The Jump Start (Please Don't Leave Me Forever Like Everybody Else)

By. SadieAnnabethMellark

Summary: (Set during the DH, when Remus tries to leave Tonks) She had loved him with everything she had. She stood by him and cared for him. She never left his side. And now, here she was...alone and broken hearted. And she doesn't know what she did to make him leave. Written for all those Hufflepuffs who got their heart broken by those who they loved; be it friends, family, or the love of your life.

Disclaimer: Sadly, I am not J.K. Rowling. If I was I would own Harry Potter.


I felt a sob burst through my chest as I wrapped my arms around my torso. Why? Why did he leave me? Why did he leave us? What had we done wrong?

Nothing, An echo of Remus' voice spoke in my mind. The sweet memory of his smooth voice made my heart ache even more for him and his strong arms and sweet lips. God, I missed him so much...but he left me. He left me and the baby.

Why did this always have to happen to me? Why?

This was not my first encounter with this feeling, but this was by far the strongest I had ever felt it. All through out my Hogwarts days and even after wards, I had felt this feeling. The feeling of heartache and loneliness...and it was agony to feel like this all of the time.

Even through my childhood, I had felt this feeling. I was almost always an outcast looking back on my days before I went off to school; I was just to naive to notice it. I was too busy being a kid to pay attention to the weird stares or the cold shoulders I was given.

That all flew out the window when I had turned 11 and went off to school. I started to notice the cold shoulders. Nobody payed me any attention those first few days in my first year. People ignored me on the train. Nobody even acknowledged me at the house feast, not even the other first years. Even with my metamorphmagus abilities and clumsiness, I seemed to fade into the background.

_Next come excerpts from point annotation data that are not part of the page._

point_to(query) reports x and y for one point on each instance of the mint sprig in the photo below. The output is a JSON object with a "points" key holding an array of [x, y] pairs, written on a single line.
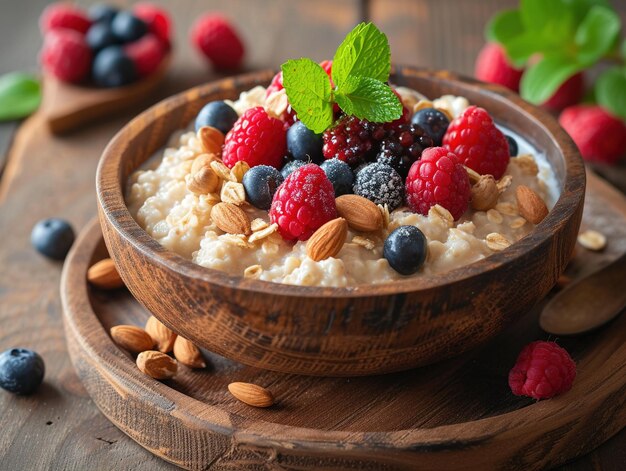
{"points": [[361, 67]]}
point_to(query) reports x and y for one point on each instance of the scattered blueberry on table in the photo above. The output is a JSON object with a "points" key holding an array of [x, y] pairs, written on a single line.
{"points": [[53, 238], [21, 370]]}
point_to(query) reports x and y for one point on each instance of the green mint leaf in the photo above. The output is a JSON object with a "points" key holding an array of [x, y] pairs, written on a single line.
{"points": [[309, 93], [596, 34], [542, 79], [20, 95], [369, 99], [610, 90], [364, 53]]}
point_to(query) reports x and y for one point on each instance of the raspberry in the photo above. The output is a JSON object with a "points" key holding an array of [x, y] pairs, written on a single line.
{"points": [[256, 138], [156, 18], [542, 370], [66, 55], [147, 53], [568, 94], [304, 202], [64, 16], [216, 38], [438, 178], [600, 137], [476, 141], [493, 66]]}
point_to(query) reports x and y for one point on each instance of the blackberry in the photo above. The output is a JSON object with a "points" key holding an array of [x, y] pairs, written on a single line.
{"points": [[402, 146], [381, 184]]}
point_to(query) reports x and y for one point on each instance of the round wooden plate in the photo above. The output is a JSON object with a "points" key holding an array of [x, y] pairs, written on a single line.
{"points": [[458, 414]]}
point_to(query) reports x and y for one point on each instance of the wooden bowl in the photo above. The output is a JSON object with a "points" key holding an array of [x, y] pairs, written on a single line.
{"points": [[363, 330]]}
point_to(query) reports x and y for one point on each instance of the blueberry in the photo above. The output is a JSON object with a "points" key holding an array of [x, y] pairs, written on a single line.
{"points": [[127, 27], [291, 167], [52, 238], [513, 149], [433, 121], [100, 36], [340, 175], [217, 114], [21, 370], [260, 183], [304, 144], [113, 68], [102, 13], [405, 249]]}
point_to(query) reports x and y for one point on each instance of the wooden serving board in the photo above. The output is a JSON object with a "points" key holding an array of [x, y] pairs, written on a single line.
{"points": [[459, 414]]}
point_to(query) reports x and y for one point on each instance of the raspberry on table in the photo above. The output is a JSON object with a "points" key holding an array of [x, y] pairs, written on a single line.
{"points": [[438, 178], [256, 138], [542, 370], [216, 38], [475, 140], [303, 203]]}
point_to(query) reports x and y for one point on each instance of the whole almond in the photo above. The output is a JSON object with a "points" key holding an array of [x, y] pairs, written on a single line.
{"points": [[212, 139], [328, 239], [360, 213], [231, 219], [188, 354], [131, 338], [251, 394], [156, 364], [530, 205], [161, 334], [103, 274]]}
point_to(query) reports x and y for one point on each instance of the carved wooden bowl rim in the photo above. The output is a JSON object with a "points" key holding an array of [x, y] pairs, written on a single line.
{"points": [[110, 191]]}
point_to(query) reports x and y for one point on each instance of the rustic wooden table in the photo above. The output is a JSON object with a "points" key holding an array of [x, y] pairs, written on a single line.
{"points": [[59, 428]]}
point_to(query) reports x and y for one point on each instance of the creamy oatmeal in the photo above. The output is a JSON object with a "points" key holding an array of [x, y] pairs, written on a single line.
{"points": [[159, 199]]}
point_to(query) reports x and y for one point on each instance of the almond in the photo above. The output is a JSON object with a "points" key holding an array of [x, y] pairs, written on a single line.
{"points": [[328, 239], [103, 274], [360, 213], [530, 205], [231, 219], [156, 364], [131, 338], [162, 335], [188, 354], [251, 394], [212, 139]]}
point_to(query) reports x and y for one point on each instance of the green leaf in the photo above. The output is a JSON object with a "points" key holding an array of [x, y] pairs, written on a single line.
{"points": [[308, 89], [610, 91], [364, 53], [542, 79], [596, 34], [20, 95], [369, 99]]}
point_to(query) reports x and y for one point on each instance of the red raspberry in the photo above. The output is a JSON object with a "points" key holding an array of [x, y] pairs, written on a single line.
{"points": [[438, 178], [542, 370], [476, 141], [66, 55], [304, 202], [216, 38], [156, 18], [63, 15], [600, 136], [256, 138], [147, 53], [569, 93], [493, 66]]}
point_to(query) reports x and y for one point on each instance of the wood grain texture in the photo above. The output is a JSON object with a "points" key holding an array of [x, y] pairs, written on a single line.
{"points": [[340, 331], [454, 415]]}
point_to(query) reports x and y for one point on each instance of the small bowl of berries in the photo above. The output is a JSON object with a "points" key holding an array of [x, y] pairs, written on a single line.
{"points": [[341, 218], [102, 60]]}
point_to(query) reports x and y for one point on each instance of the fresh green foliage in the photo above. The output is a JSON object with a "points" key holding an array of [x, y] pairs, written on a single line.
{"points": [[20, 95], [556, 39], [360, 69]]}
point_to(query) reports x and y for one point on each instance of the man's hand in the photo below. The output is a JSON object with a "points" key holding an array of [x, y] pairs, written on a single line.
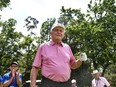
{"points": [[13, 73], [83, 57]]}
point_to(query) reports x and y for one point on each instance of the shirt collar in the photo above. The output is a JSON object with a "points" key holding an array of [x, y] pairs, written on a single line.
{"points": [[53, 43]]}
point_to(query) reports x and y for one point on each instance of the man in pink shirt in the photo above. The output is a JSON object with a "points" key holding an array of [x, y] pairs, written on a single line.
{"points": [[55, 59], [99, 81]]}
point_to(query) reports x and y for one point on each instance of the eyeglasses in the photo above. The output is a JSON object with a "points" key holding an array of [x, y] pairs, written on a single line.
{"points": [[13, 66]]}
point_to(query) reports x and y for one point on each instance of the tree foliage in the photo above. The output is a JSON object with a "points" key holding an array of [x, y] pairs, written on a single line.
{"points": [[93, 33]]}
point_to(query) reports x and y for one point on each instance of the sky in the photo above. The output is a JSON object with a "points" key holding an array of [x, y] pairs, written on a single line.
{"points": [[39, 9]]}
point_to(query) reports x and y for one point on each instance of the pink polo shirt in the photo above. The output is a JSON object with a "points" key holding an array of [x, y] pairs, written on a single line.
{"points": [[55, 61], [100, 83]]}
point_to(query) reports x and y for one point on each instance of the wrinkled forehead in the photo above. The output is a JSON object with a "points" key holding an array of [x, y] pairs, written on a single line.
{"points": [[58, 27]]}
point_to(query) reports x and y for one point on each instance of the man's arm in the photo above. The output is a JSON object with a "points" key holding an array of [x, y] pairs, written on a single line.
{"points": [[77, 64], [7, 83], [33, 76], [19, 79]]}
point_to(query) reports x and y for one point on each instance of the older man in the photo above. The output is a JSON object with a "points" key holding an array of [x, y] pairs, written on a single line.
{"points": [[99, 81], [55, 59]]}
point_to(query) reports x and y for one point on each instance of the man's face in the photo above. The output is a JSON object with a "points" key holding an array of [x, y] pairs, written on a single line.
{"points": [[14, 67], [57, 34]]}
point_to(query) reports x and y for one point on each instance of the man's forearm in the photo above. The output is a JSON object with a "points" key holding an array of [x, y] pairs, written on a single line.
{"points": [[19, 81], [33, 76], [7, 83]]}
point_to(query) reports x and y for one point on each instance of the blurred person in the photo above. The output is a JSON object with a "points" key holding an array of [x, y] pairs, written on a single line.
{"points": [[99, 81], [1, 80], [13, 78], [73, 81], [55, 59]]}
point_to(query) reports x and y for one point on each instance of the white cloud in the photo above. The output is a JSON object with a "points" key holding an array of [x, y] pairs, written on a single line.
{"points": [[39, 9]]}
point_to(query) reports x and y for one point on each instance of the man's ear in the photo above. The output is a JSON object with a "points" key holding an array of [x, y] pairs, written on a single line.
{"points": [[50, 32]]}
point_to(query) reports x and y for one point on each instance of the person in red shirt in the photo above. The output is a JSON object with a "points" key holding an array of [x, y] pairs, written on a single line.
{"points": [[55, 59]]}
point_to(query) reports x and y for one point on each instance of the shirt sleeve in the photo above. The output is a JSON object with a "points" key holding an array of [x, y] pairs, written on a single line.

That was until I sat down next to Jenny Martins, a 1st year Gryffindor, one morning. She was another one of those social outcasts who, like me, had faded into the scenery. We talked and we became friends. At least I thought we did. She had laughed at my jokes and we had gotten to know each other. I had her back in everything. And then, she left me. She gave me the cold shoulder and the weird stares like everybody else once she had gotten a new friend who was in Gryffindor with her. Jenny had pretended like she hadn't even noticed me. She curled her lip up at me when I said 'Hi' to her in the halls.

I was nothing to her anymore.

And Jenny wasn't the last of her kind. There were many of those like her. I jump started their will to socialize, and then I was pushed to the side. I had given those friends my heart and then, they had broken it in two. I was nice to them. I was loyal to them. I never left their side, but once they found somebody else; they had left me...always wondering what I had done wrong to deserve a feeling like this.

By the time I was in 7th year, I had wised up. Though I was still nice to people and loyal, I tried to not get to close to people. I thought that might stop my constant heartache. Sadly, that didn't help. That just made me sit on the sidelines and watches as every single one of those people that I had once tried to be good friends with talked and laughed with all of their clicks, wishing more than anything to be apart of them.

I stayed that way until I had met him.

Remus Lupin had stolen my heart without my permission from the first time I had laid eyes on him. He wasn't like all of the other boys in my life. At first, he had pushed me away; saying that I couldn't be with somebody like him, but once he finally got it through his thick head that I didn't care, he took my heart and he stitched it together. It was a slow process, but slowly we had both helped each other. Unlike everybody else, he hadn't strayed from me when my tears fell or when the opportunity for somebody else better seized him.

He had loved me the same way I loved him. I never thought that he would have left me.

Boy, was I wrong.

And that was the shocking part of this whole thing. Remus had never hurt me like this. He had never ever left me. He said he never would.

But, then I woke up this morning. No note. All of his clothes packed up and gone. The bed cold. He was simply gone. And once again, I couldn't help but wonder what I did to make him leave, just like everybody else in my life with the exception of my parents.

Sadly, the pain of his leaving was a thousand times more painful then any of the other times people had left me for someone or something else. When Remus left sometime during the night, not only had he taken his clothes and tooth brush with him, he had also taken my heart.

And he would always have it, even if he didn't want it anymore.

THE END

A/N: (I wrote this for all of you out there who have felt like this before. For all of you Hufflepuffs who've tried so hard to make friends, but people end up using you as a temporary entertainment, and then leaving you and making you feel like nothing. I want to tell you now, that I know it will get better. Someday, you'll find that one person, whether it be your true love or a best friend who will stand by your side no matter what. Don't give up my fellow Hufflepuffs. Be strong and hold on!)